Челышев закурил свою «казбечину» и засобирался:

— Ну, пойду покажу им свою территорию, та-аскать.

«Вотчину — будет точнее», — подумал Левенков, поднимаясь с подоконника.

— Ты побудь в конторе пока — надо представить. Займешься с ними эти дни, я завтра собираюсь в управление.

— А что ими заниматься? Пусть работают.

— Ну мало ли что…

Левенков так и не понял — то ли Челышев как бы извиняется за допущенную нетактичность, поручая ему заниматься геологами, то ли хочет отстраниться от участия в этом деле, то ли ему действительно нужно в управление (о целях своих поездок в Гомель он никогда не сообщал, лишь ставил в известность: надо съездить).
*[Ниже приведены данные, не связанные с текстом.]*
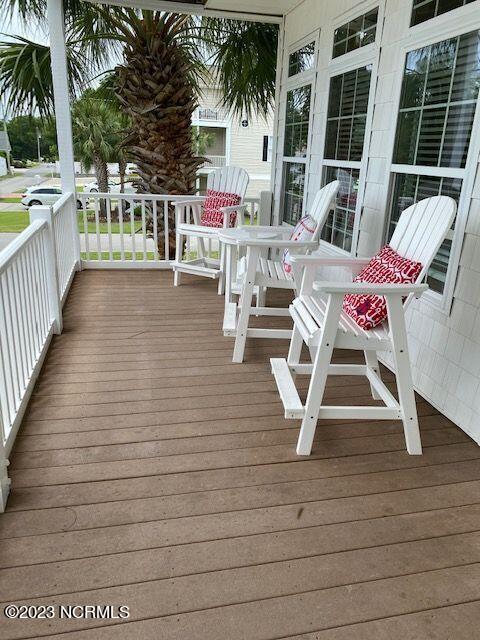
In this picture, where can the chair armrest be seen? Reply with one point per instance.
(320, 261)
(279, 244)
(367, 288)
(256, 228)
(234, 208)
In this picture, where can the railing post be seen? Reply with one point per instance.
(45, 213)
(4, 479)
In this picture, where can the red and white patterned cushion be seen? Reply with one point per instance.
(387, 266)
(215, 200)
(303, 231)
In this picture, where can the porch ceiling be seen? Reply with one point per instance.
(262, 10)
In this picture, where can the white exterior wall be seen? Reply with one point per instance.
(444, 338)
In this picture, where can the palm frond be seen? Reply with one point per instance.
(26, 75)
(243, 56)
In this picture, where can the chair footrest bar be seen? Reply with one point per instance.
(286, 388)
(358, 413)
(382, 390)
(269, 311)
(277, 334)
(195, 270)
(230, 319)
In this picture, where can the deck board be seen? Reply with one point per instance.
(150, 471)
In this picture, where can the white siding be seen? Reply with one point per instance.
(445, 344)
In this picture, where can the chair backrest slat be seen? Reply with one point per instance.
(322, 205)
(229, 180)
(422, 228)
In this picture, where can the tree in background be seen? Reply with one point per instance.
(23, 131)
(157, 83)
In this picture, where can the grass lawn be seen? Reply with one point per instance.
(17, 221)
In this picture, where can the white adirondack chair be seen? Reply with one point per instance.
(320, 322)
(258, 273)
(227, 180)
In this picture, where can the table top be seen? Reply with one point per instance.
(238, 235)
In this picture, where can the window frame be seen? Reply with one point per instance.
(439, 28)
(361, 57)
(454, 14)
(297, 81)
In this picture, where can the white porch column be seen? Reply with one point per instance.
(275, 215)
(58, 54)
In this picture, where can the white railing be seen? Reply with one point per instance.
(36, 270)
(214, 161)
(131, 231)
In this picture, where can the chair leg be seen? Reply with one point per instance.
(295, 348)
(406, 394)
(178, 258)
(261, 296)
(371, 361)
(245, 303)
(316, 389)
(221, 277)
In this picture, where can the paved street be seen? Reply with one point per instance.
(26, 179)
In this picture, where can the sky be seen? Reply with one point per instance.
(14, 25)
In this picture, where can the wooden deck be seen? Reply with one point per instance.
(153, 473)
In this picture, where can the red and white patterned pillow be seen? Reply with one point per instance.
(387, 266)
(303, 231)
(215, 200)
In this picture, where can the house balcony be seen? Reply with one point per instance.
(214, 162)
(149, 471)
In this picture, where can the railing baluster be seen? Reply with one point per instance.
(155, 230)
(132, 227)
(166, 230)
(144, 231)
(97, 230)
(121, 205)
(85, 227)
(108, 206)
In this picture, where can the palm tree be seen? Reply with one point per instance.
(157, 83)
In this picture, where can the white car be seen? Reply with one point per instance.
(113, 187)
(42, 195)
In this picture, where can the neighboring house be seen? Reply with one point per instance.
(236, 141)
(6, 148)
(384, 96)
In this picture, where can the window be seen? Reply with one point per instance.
(267, 148)
(297, 122)
(338, 229)
(437, 107)
(347, 114)
(355, 34)
(344, 142)
(293, 190)
(425, 9)
(297, 126)
(301, 60)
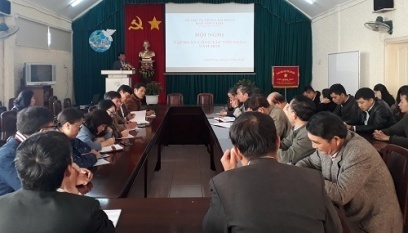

Его подозрения оказались не напрасными. Уже на третий день разведки выяснилось, что за рабочим карьером, в сторону леса, трехметровый пласт резко утоньшается до метра, потом до полуметра и сходит на нет. Дальше к березовой роще по всему пустырю — песок. Для всех заводчан это было неожиданностью. Глины в рабочем карьере хватало месяца на два-три, значит, за этот срок необходимо — кровь из носа — развернуть фронт работ в другом направлении: вскрыть новый карьер, проложить к нему узкоколейку, провести электричество, перенести лебедку, перегнать экскаватор и — само собой — накатать хоть какую-то дорогу. Правда, если поднатужиться, времени для этого хватало.